Govt to engage GuySuCo on stalled wage increase talks
Days after sugar workers at the Uitvlugt Estate, West Coast Demerara (WCD), downed tools to protest over stalled discussions regarding the increases of their wages and salaries, Agriculture Minister Zulfikar Mustapha said he will be engaging the Guyana Sugar Corporation (GuySuCo) on the matter.
The Guyana Agricultural and General Workers Union (GAWU) on Friday said GuySuCo has failed to meet its promise regarding its position on wage/salary improvements for the period 2019 to 2021.
The Corporation was expected to get back to the Union by the end of March 2021 but despite writing GuySuCo on April 9, the Union is yet to be furnished with a response. This led to Friday’s protest action by the Uitvlugt workers.
Nevertheless, Minister Mustapha said Government is awaiting a report from the Chief Executive Officer (CEO) of GuySuCo, Sasenarine Singh.
“The Government has not promised any increase, but we will ensure that we work with the Corporation to see what we can do for the sugar workers,” he said on the sidelines of a community consultation in Maida, Region Six (East Berbice-Corentyne).
According to the Department of Public Information (DPI), the Agriculture Minister said the agreements on wages and salaries are ultimately the responsibility of GuySuCo and GAWU.
“As a Government, we don’t interfere with management and Union negotiations,” he posited.
However, the Minister noted that GuySuCo’s ability to pay the increases would take into account investments it has made since August, to revitalise the estates.
“We have been putting funds in GuySuCo over the last nine months to develop GuySuCo, recapitalise GuySuCo. As a matter of fact, we are starting to see results already from some of the estates,” Mustapha said.
The Albion and Blairmont sugar estates were lauded for making three additional days of pay due to the enhancement of the factories through critical capital works.
Minister Mustapha stated, “Our commitment was to ensure that we reopen the closed sugar estates. We are working aggressively to do that.”
In a statement on Friday, GAWU said sugar workers feel believe GuySuCo is being disrespectful to them and the Union.
“They shared that GuySuCo has boasted of massive investments in the fields and factories but there is no such boisterousness when it comes to addressing the plight of the workers. The workers contended in as much as the Corporation recognised the need for investment in its physical assets, its human assets also required some level of investment as well,” the Union said in Friday’s missive.
It went on to highlight the workers’ frustration over the pay freeze they suffered under the coalition’s term in office, noting that some of them were earning just above the national minimum wage.
“This they said was hardly sufficient to take care of their families. Workers shared that they recognised the plight of the Corporation and were in empathy but nonetheless believed that something should be done to at least alleviate their situation as efforts are furthered to turn the industry around. Key to the success of the industry’s climb from the doldrums is a motivated and committed workforce,” the GAWU statement outlined.
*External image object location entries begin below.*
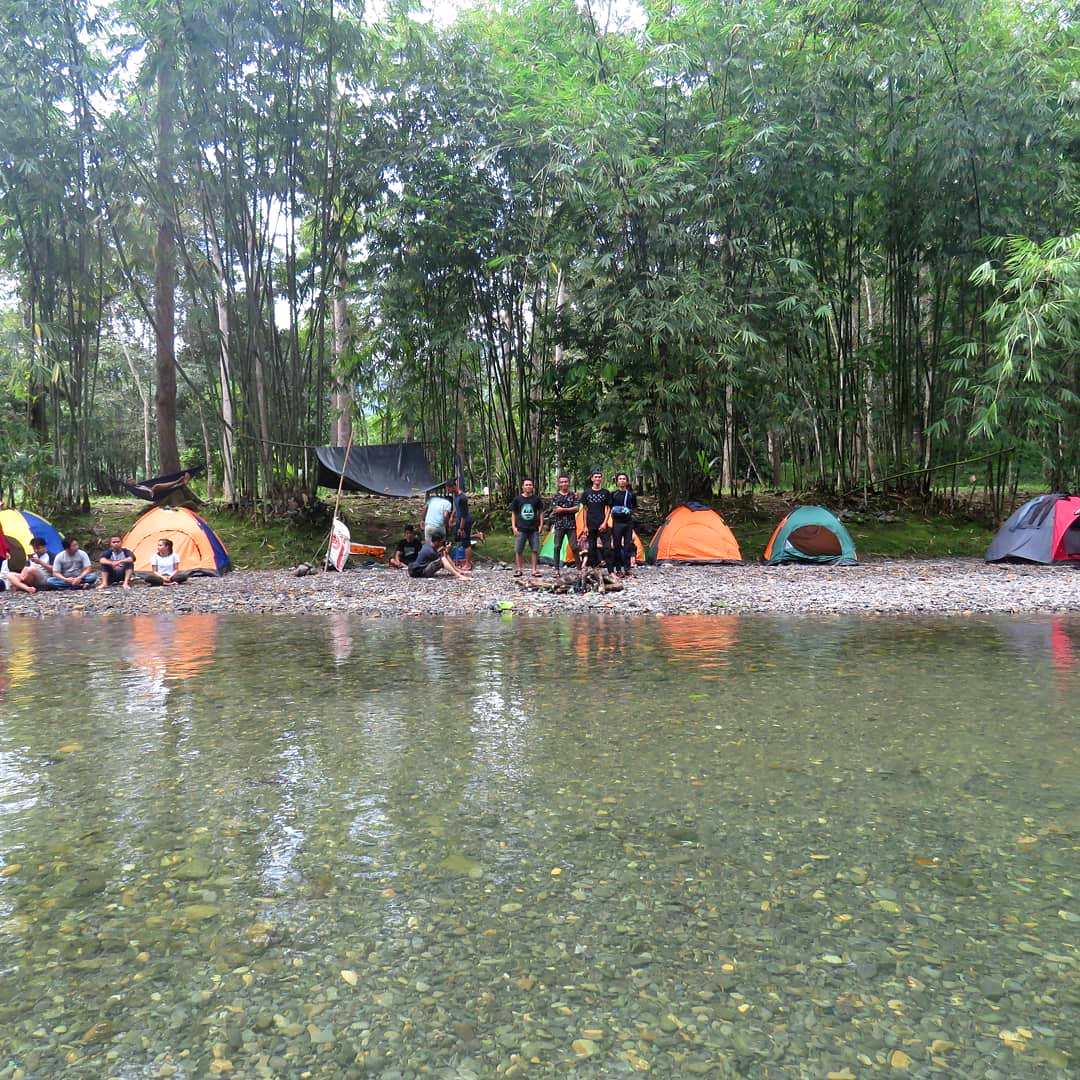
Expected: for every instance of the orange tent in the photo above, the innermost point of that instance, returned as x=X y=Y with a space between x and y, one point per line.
x=198 y=547
x=693 y=534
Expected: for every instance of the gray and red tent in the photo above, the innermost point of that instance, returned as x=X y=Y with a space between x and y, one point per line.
x=1045 y=529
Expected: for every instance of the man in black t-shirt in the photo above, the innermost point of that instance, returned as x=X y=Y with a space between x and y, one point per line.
x=564 y=518
x=406 y=551
x=623 y=504
x=596 y=500
x=526 y=518
x=118 y=565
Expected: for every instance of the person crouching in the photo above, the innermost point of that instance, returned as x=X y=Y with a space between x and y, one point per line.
x=433 y=557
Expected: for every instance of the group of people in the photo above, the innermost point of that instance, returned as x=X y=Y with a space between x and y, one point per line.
x=606 y=538
x=71 y=568
x=447 y=532
x=608 y=532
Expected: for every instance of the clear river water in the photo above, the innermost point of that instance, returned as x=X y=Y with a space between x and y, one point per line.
x=730 y=847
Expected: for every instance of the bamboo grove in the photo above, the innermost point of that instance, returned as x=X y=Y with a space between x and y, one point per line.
x=780 y=243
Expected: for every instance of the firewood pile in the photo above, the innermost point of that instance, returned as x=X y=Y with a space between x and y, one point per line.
x=586 y=580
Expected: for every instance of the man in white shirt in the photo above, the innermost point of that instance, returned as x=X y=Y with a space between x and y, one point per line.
x=436 y=517
x=71 y=568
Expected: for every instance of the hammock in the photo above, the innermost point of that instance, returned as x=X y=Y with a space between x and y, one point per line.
x=145 y=488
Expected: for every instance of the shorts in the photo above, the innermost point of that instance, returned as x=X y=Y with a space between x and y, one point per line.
x=531 y=537
x=427 y=571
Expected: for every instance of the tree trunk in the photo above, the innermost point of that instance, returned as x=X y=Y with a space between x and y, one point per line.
x=772 y=444
x=728 y=474
x=164 y=275
x=145 y=397
x=341 y=396
x=228 y=485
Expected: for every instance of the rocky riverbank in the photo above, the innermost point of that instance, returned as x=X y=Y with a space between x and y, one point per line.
x=937 y=586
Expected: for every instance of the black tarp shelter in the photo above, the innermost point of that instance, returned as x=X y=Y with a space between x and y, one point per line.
x=396 y=469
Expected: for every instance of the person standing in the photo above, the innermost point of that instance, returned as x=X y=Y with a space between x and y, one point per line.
x=461 y=524
x=564 y=520
x=118 y=565
x=596 y=500
x=71 y=568
x=623 y=504
x=526 y=520
x=436 y=517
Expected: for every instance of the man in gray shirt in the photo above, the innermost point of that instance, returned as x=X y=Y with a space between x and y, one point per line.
x=71 y=568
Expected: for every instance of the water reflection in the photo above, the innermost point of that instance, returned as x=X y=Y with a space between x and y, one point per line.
x=596 y=824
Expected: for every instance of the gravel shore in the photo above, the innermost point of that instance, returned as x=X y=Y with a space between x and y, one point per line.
x=937 y=586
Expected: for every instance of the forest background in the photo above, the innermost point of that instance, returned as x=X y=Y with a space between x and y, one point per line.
x=795 y=244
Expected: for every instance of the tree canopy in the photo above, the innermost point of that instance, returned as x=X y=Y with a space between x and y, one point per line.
x=800 y=243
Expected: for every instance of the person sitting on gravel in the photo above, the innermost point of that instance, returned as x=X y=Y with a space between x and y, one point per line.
x=9 y=579
x=118 y=565
x=39 y=565
x=432 y=558
x=406 y=551
x=166 y=567
x=71 y=568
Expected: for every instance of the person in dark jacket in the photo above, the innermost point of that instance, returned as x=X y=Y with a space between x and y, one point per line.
x=623 y=504
x=596 y=500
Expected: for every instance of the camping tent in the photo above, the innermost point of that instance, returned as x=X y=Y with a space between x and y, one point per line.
x=693 y=534
x=810 y=535
x=19 y=527
x=197 y=544
x=1045 y=529
x=548 y=548
x=397 y=469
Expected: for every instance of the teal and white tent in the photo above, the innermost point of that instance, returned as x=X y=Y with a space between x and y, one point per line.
x=811 y=535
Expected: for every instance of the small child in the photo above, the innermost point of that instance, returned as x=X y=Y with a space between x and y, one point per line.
x=166 y=567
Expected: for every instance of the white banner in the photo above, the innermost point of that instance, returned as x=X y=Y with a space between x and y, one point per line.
x=339 y=545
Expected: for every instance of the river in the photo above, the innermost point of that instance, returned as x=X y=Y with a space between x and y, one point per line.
x=487 y=847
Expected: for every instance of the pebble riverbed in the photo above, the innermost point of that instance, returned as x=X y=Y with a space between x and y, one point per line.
x=937 y=586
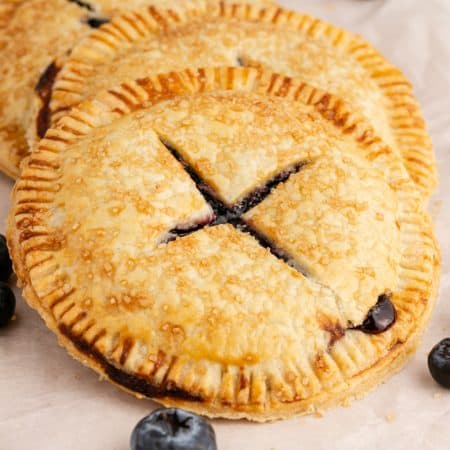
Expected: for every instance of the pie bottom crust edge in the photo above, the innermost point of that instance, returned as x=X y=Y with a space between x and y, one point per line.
x=357 y=387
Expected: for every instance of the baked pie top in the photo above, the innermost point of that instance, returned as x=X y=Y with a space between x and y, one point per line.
x=35 y=35
x=156 y=41
x=217 y=239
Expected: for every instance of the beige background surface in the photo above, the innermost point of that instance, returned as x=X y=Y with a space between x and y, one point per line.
x=49 y=401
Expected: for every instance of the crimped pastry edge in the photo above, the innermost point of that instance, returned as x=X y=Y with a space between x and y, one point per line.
x=405 y=115
x=356 y=387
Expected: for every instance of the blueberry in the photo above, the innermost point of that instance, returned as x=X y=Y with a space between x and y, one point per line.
x=380 y=317
x=96 y=22
x=5 y=260
x=7 y=304
x=439 y=362
x=173 y=429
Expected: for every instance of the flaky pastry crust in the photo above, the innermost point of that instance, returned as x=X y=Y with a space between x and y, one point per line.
x=33 y=35
x=214 y=321
x=156 y=41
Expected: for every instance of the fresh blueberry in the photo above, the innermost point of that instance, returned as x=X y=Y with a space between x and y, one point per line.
x=7 y=304
x=173 y=429
x=380 y=317
x=96 y=22
x=5 y=260
x=439 y=362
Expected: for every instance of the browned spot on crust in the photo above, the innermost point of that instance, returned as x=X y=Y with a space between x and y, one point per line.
x=244 y=382
x=319 y=363
x=44 y=90
x=336 y=330
x=127 y=346
x=139 y=384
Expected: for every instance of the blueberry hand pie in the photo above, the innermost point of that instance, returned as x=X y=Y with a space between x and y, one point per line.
x=157 y=41
x=35 y=36
x=232 y=241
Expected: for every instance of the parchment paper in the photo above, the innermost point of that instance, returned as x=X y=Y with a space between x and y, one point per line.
x=49 y=401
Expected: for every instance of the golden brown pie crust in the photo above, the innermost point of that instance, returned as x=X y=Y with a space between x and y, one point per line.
x=34 y=34
x=337 y=58
x=251 y=385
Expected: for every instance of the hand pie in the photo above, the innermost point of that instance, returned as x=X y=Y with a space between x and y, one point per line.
x=35 y=36
x=150 y=41
x=230 y=241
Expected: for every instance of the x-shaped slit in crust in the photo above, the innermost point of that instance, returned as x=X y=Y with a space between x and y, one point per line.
x=233 y=215
x=379 y=318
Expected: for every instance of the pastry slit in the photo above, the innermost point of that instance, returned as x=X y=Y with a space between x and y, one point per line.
x=224 y=214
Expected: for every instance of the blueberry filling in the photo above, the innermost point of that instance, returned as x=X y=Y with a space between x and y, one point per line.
x=44 y=90
x=233 y=215
x=380 y=317
x=259 y=194
x=173 y=429
x=96 y=22
x=5 y=260
x=7 y=304
x=82 y=4
x=439 y=363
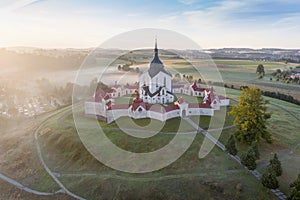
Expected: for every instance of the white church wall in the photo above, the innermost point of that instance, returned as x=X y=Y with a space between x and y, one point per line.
x=94 y=108
x=224 y=102
x=113 y=115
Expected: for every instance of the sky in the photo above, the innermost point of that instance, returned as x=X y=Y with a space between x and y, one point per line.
x=210 y=23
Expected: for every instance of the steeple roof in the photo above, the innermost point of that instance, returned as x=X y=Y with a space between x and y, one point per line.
x=156 y=65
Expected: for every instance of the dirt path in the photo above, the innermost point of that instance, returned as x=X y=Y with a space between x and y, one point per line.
x=22 y=187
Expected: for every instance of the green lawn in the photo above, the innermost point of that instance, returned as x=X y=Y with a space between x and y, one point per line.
x=215 y=176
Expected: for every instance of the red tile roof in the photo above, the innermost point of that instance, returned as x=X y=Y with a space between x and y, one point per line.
x=196 y=88
x=106 y=97
x=131 y=87
x=222 y=97
x=110 y=91
x=171 y=108
x=137 y=103
x=178 y=86
x=120 y=107
x=199 y=105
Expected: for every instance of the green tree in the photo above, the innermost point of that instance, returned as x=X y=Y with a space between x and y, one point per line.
x=230 y=146
x=276 y=165
x=260 y=69
x=254 y=146
x=251 y=117
x=248 y=159
x=294 y=191
x=269 y=179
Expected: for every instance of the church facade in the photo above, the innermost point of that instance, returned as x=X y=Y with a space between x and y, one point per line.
x=154 y=98
x=155 y=84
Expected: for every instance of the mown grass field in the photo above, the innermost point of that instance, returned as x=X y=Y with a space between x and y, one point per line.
x=284 y=125
x=216 y=176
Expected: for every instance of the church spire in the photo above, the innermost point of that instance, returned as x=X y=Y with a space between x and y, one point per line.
x=156 y=50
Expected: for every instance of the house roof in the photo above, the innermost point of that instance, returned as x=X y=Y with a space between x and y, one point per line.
x=178 y=86
x=131 y=87
x=196 y=88
x=120 y=107
x=110 y=90
x=106 y=97
x=137 y=103
x=199 y=105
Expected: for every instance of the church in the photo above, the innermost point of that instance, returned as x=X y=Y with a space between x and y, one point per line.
x=154 y=97
x=155 y=84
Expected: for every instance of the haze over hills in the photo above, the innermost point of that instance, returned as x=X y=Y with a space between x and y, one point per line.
x=59 y=59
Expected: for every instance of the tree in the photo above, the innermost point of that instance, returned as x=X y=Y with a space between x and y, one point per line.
x=177 y=76
x=276 y=165
x=137 y=70
x=294 y=191
x=254 y=147
x=248 y=159
x=230 y=146
x=251 y=117
x=260 y=69
x=269 y=179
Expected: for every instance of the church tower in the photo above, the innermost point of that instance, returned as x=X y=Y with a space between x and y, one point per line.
x=156 y=82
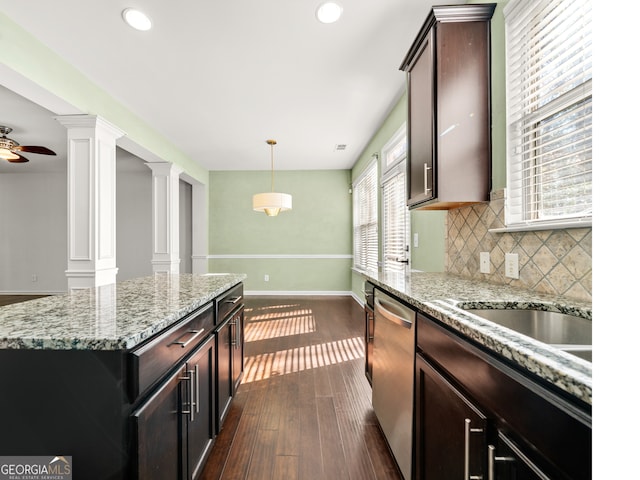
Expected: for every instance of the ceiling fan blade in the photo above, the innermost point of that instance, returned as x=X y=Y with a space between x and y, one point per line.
x=20 y=159
x=34 y=149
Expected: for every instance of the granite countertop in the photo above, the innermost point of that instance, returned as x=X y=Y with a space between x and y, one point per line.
x=444 y=296
x=112 y=317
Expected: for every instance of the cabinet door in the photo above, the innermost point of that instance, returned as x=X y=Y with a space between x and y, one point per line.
x=237 y=347
x=450 y=432
x=368 y=340
x=421 y=126
x=158 y=426
x=462 y=128
x=224 y=381
x=200 y=419
x=507 y=462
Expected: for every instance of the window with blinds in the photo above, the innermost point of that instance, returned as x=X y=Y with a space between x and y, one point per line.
x=549 y=112
x=396 y=228
x=365 y=219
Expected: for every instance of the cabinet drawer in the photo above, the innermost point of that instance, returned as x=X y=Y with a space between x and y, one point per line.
x=151 y=361
x=228 y=302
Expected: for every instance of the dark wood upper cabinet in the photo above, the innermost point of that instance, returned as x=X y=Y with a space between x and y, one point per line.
x=449 y=126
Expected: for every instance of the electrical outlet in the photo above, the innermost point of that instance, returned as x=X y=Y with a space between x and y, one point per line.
x=511 y=267
x=485 y=262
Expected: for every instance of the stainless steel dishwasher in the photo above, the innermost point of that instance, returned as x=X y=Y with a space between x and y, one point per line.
x=393 y=363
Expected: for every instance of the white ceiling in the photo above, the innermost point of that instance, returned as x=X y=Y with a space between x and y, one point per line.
x=219 y=78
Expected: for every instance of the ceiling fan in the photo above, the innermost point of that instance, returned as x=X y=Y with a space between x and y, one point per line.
x=10 y=149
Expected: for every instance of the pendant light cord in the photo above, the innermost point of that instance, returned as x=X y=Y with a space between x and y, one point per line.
x=272 y=143
x=272 y=172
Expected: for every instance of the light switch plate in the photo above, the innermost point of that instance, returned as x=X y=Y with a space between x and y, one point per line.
x=511 y=267
x=485 y=262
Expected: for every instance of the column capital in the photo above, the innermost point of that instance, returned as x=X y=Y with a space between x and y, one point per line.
x=164 y=168
x=90 y=121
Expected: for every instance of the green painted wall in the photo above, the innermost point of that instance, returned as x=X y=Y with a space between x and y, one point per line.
x=24 y=54
x=301 y=245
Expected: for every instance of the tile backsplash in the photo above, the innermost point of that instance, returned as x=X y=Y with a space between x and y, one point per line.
x=551 y=261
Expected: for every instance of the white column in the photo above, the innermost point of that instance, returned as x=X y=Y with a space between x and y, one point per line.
x=166 y=225
x=91 y=200
x=200 y=234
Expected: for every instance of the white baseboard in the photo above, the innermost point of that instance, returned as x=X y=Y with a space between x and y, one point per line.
x=12 y=292
x=296 y=293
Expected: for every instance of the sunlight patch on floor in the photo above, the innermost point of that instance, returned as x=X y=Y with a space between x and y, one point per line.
x=279 y=324
x=263 y=366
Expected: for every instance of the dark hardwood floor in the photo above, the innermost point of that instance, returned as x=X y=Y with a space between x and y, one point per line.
x=9 y=299
x=303 y=410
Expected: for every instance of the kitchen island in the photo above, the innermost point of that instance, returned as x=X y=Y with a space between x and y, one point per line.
x=81 y=371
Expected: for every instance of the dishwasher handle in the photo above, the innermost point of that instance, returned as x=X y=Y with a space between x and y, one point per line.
x=389 y=315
On this note, the affected workers expressed delight at the recent comments of GuySuCo Chief Executive Officer, Sasenarine Singh, who said in an interview that the Corporation is seeking to sell sugar at higher prices.
This initiative is lauded by the sugar workers, who are hopeful that even greater quantities of sugar can be sold in the new markets touted. Workers held that their efforts are partially responsible for the improvements heralded and they ought to receive some due reward for their contributions.
Meanwhile, GAWU said it remains open for frank discussions with the Corporation.
Only in March, GAWU had accused GuySuCo of dragging its foot on the issue of wage increases during a picketing exercise staged by workers at the Albion, Corentyne, and Blairmont, West Coast Berbice Estates.
The Union had explained then that salary negotiations have been ongoing for years and the Corporation seems to not be interested in bringing an end to the discussions.
Since taking office, the PPP/C Administration has injected some 7 billion dollars into the sugar industry – $5 billion in the 2020 Emergency Budget and a further $2 billion in this year’s budget – to help in the turnaround of the sector.